The training, Wagner said, is supported by CP Rail with the company paying for flights, accommodations and for the training.
“We put on a Crude By Rail intro about a year and a half ago at our fire station and that was an entry level into the training — what to do in hazardous or emergencies involving trains. The invite came out to us because we hosted that. We ended up getting two other people from the Coalhurst fire department coming along with us. What we can do is, we can take what we learned on this course and utilize it in our own station and our own training schedule,” said Wagner.
It’s scary, Wagner added, because there has been a trail derailment many years ago outside of Nobleford.
“It’s not that it’s not going to happen again, it’s just when. I know around here, there’s not a whole lot of education available or courses available to teach people how to deal with trains, other than the ones already taken for hazardous materials and some of the other emergency courses,” he said. For more info about Crude By Rail Emergency Response training visit online at sertc.org/courses/crude-by-rail-emergency-response-cbr.
According to Wagner, he likes to keep training focused on material outside the regular firefighting skills.
“There’s so much more to the emergency services than regular firefighting and motor vehicle collisions. There’s confined space entrance to Crude By Rail,” he said, adding he’d like to also focus on farm safety such as a grain rescue course, which would be an asset to rural Alberta.
“We’ve seen a lot of these types of incidents on farms before and the farm safety is something we’re definitely trying to put our goals to this summer,” he said. It is hoped plans are also on tap to offer Level One and Level Two firefighter in-house training in the fall.
Nobleford and area also stepped up recently to help out their friends in Fort McMurray with fire funds relief. Wagner said he approached the firefighter society and asked how much money the society could set aside to get donations together and help out.

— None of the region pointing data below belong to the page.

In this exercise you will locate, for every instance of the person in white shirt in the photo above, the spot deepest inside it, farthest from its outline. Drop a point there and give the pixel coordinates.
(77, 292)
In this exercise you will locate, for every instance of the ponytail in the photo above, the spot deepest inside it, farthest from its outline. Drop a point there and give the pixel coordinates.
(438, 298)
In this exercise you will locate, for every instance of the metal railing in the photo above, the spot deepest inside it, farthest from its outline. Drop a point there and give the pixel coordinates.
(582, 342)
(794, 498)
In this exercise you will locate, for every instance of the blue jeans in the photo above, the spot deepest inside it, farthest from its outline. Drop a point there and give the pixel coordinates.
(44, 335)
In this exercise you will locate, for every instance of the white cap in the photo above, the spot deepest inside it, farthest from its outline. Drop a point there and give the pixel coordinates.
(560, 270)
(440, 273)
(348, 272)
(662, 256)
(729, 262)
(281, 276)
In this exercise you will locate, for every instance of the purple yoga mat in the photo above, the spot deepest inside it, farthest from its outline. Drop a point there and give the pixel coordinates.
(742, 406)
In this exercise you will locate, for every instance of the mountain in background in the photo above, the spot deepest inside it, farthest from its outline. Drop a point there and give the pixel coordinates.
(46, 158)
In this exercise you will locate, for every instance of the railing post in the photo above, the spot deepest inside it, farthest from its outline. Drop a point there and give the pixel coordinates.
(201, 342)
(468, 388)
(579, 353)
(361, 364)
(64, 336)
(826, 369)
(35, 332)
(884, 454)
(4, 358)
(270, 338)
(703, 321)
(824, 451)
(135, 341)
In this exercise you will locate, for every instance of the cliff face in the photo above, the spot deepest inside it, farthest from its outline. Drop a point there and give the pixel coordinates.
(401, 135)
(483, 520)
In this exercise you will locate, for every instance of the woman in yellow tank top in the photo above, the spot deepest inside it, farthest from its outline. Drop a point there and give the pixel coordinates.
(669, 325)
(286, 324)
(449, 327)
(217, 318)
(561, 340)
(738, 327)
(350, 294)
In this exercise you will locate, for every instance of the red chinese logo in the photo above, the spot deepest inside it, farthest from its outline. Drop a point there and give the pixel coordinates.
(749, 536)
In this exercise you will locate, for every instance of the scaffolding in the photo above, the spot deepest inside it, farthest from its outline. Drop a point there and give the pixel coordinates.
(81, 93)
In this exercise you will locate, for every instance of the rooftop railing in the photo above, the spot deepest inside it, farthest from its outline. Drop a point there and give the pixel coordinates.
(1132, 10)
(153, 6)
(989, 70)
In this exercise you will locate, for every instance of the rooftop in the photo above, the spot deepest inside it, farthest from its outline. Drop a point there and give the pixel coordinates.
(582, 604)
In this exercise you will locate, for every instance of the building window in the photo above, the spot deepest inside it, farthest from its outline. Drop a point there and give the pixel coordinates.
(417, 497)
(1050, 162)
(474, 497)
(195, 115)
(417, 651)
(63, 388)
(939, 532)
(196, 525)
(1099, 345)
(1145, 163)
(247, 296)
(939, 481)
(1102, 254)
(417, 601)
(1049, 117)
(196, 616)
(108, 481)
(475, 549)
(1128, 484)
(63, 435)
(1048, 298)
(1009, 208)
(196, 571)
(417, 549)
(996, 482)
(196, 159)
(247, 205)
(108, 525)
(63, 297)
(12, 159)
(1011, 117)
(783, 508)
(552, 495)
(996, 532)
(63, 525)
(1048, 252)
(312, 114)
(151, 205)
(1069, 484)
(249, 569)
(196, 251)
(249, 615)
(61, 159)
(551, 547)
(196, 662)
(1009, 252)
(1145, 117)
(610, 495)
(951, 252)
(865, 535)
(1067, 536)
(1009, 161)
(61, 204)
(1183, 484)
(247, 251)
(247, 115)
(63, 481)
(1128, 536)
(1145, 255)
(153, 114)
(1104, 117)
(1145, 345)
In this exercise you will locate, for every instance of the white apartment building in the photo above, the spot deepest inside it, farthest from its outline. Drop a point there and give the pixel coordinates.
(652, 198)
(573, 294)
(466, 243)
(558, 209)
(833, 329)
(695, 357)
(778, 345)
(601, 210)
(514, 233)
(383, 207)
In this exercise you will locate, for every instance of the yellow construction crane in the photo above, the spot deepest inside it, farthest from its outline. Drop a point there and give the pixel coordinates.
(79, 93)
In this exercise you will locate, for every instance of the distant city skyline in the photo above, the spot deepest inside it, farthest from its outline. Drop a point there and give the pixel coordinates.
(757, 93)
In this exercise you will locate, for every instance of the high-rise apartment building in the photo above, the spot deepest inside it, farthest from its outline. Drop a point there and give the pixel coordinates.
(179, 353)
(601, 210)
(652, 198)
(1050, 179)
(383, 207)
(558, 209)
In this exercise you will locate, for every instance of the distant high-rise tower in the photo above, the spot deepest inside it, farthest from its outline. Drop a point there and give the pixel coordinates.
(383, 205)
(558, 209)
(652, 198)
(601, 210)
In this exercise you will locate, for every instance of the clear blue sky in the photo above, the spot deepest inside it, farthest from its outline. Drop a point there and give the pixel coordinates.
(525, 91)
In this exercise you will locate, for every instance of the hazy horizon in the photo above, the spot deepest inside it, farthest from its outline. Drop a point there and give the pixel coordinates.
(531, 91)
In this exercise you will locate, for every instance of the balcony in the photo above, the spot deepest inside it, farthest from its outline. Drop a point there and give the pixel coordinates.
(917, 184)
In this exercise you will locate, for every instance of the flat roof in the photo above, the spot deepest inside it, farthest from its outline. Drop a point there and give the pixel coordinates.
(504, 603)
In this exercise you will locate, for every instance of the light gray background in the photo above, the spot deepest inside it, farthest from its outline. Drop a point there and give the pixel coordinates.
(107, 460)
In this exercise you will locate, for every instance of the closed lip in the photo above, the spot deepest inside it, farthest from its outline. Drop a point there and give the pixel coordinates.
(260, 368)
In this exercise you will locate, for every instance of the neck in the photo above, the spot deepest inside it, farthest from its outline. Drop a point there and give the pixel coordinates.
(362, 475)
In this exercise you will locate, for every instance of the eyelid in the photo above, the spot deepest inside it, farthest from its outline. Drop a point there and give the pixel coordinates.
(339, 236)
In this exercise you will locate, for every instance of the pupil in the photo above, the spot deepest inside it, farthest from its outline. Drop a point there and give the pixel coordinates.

“We talked about donating with Red Cross but a lot of the people that donated wanted to give physical stuff, not just money. We had donations from the Nobleford Ag Society, a large number of local farmers, individuals that live inside Nobleford and we had people giving us donations left, right and centre. Basically, they gave us a lot of cash donations to which we ended up going to get roughly $13,000-14,000 of supplies. Anything from essentials to packaged food to diapers,” Wagner said.
Wagner said the Lethbridge County area doesn’t have the same type of landscape as Fort McMurray with forested areas surrounding the community but the Lethbridge County area does have similar areas of concern.
“Like tall grass lands, the fields and even some of the old structures around the village and outside of the village in Nobleford. We’ve had quite a few large scale grass fires over the years that luckily have not been in our area but we’ve been a part of. Something like that could definitely happen here,” he noted.
Wagner said training is never-ending and a firefighter can never stop learning skills to help in emergencies.
“You’re never going to stop getting new techniques because there’s many different ways on doing things,” Wagner said.